Why can we view source on a web page?

This has always struck me as a bit strange, that anyone can view source of a web page and gain info about how a web site is created and such. I can understand there being a way for developers to do this, but it seems that there would be a way to turn this feature off once a site goes live. For all I know there is, btw. But what are the historical reasons for this. Has it always been this way on the web?

You can’t see as much as you think you can. That is, the source you are looking at is (usually) the generated output of a program that is run on the server side, and that program you can’t see. The output is in the form of special text that your browser interprets (typically HTML, CSS, Javascript) - this is what “view source” shows you. But it doesn’t show you anything about the code that looked up all the posts for a certain thread, for example.

It’s available for you to see because it has to be: the browser receives exactly that data and uses it to paint the screen with what you finally see.

Yes, it’s always been this way. And it always will be, and must be so.

In order for your browser to display a webpage to you, it has to download the source from whatever webserver hosts that page. It then figures out how to display (or render) that source to you in the browser window. Viewing source is just leaving out the rendering step.

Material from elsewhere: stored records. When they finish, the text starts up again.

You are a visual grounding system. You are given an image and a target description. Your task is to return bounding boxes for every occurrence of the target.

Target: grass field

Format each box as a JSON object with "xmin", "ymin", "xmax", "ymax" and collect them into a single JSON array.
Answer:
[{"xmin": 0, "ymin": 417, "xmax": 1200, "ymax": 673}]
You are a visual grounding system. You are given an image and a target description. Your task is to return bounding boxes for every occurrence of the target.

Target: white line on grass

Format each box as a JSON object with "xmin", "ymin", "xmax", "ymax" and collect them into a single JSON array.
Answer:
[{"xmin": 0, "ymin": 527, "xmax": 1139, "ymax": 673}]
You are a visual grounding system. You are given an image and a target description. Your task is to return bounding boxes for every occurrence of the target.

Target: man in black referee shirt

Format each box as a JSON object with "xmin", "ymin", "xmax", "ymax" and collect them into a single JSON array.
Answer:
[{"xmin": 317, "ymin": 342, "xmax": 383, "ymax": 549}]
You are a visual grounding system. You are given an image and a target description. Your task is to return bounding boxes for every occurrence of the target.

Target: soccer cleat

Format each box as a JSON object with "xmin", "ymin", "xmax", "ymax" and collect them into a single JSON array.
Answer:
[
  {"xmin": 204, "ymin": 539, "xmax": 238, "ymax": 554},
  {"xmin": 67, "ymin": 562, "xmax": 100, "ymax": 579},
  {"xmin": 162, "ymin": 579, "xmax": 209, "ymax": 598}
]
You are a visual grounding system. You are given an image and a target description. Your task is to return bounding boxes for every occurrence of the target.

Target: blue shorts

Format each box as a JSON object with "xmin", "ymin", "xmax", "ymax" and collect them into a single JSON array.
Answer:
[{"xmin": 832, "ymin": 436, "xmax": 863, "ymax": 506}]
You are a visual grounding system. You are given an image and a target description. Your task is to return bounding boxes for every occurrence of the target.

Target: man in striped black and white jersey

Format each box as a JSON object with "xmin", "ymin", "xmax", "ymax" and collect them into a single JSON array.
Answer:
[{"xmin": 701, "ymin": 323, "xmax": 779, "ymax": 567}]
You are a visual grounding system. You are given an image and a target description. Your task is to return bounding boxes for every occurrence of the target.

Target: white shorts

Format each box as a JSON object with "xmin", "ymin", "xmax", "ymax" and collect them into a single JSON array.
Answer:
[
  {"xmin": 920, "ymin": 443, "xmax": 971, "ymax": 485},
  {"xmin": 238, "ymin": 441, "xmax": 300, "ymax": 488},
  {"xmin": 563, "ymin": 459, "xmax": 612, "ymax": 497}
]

I like to think it also helped spread HTML as a language. I can definitely attribute a good chunk of my HTML knowledge - maybe 80% of it - to being able to copy/tweak what others have done. It’s the best way to learn.

HTML and CSS and Javascript are free to develop and execute, and so they are also free to view and learn.

The only reason it seems strange is because HTML is (kinda) human-readable in a way that most served data isn’t.

You could imagine an alternate-history web composed of linked Flash media files, it still uses HTTP protocol, it still serves data to your computer the same way, you can still look at the data, but in this alternative world the data is just binary gibberish to any human eyes.

Some of it is historical. The first web browser (NCSA Mosaic) was also the first web page editor. It was an all-in-one kind of thing for both users and developers.

Netscape Navigator was made by a lot of the same folks who made Mosaic (although they intentionally re-wrote it from scratch so that they wouldn’t share any actual code with Mosaic). Firefox evolved out of Navigator.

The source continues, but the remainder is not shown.